How do you find the equations for the normal line to `x^2+y^2=9` through (0,3)?

Answer 1

`x= 0`

Explanation:

We find the derivative.

`2x + 2y(dy/dx) = 0`

`2y(dy/dx) = -2x`

`dy/dx =(-2x)/(2y)`

`dy/dx = -x/y`

We now determine the slope of the tangent.

`m_"tangent" = -0/3`

`m_"tangent" = 0`

The normal line is perpendicular to the tangent, so the slope of the normal line will be `-1/k` of that of the tangent, where `k` is the slope of the tangent.

`m_"normal" = O/`

Hence, the normal line will be vertical at `(0, 3)` and will be of the form `x = a`.

Since the point of intersection is `x = 0`, the normal line will have equation `x= 0`.

Hopefully this helps!

Answer 2

Here is a solution using geometry.

Explanation:

`x^2+y^2=9` is a circle centered at `(0,0)` with radius `3`.

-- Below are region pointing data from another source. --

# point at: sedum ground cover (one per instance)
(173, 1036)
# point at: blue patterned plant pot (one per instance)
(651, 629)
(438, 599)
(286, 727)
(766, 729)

The point `(0,3)` is on the `y`-axis.

The line segment joining `(0,0)` and `(0,3)` is a radius of the circle and the radius is perpendicular to the tangent.

So the `y` axis is the normal line at that point.

Answer 3

Here is a solution using calculus, but without implicit differentiation.

Explanation:

`x^2+y^2=9`

`y = +-sqrt(9-x^2)`

The point `(0,3)` is a solution to `y = sqrt(9-x^2)` so we are interested in the function `f(x) = sqrt(9-x^2)`.

Differentiate using the chain rule to get

`f'(x) = 1/(2sqrt(9-x^2)) * (-2x) = (-x)/sqrt(9-x^2)`

At `(0,3)`, the tangent line has slope `f'(0) = 0`. So the tangent line is a horizontal line and the normal line is vertical.

The vertical line through `(0,3)` has equation `x=0`.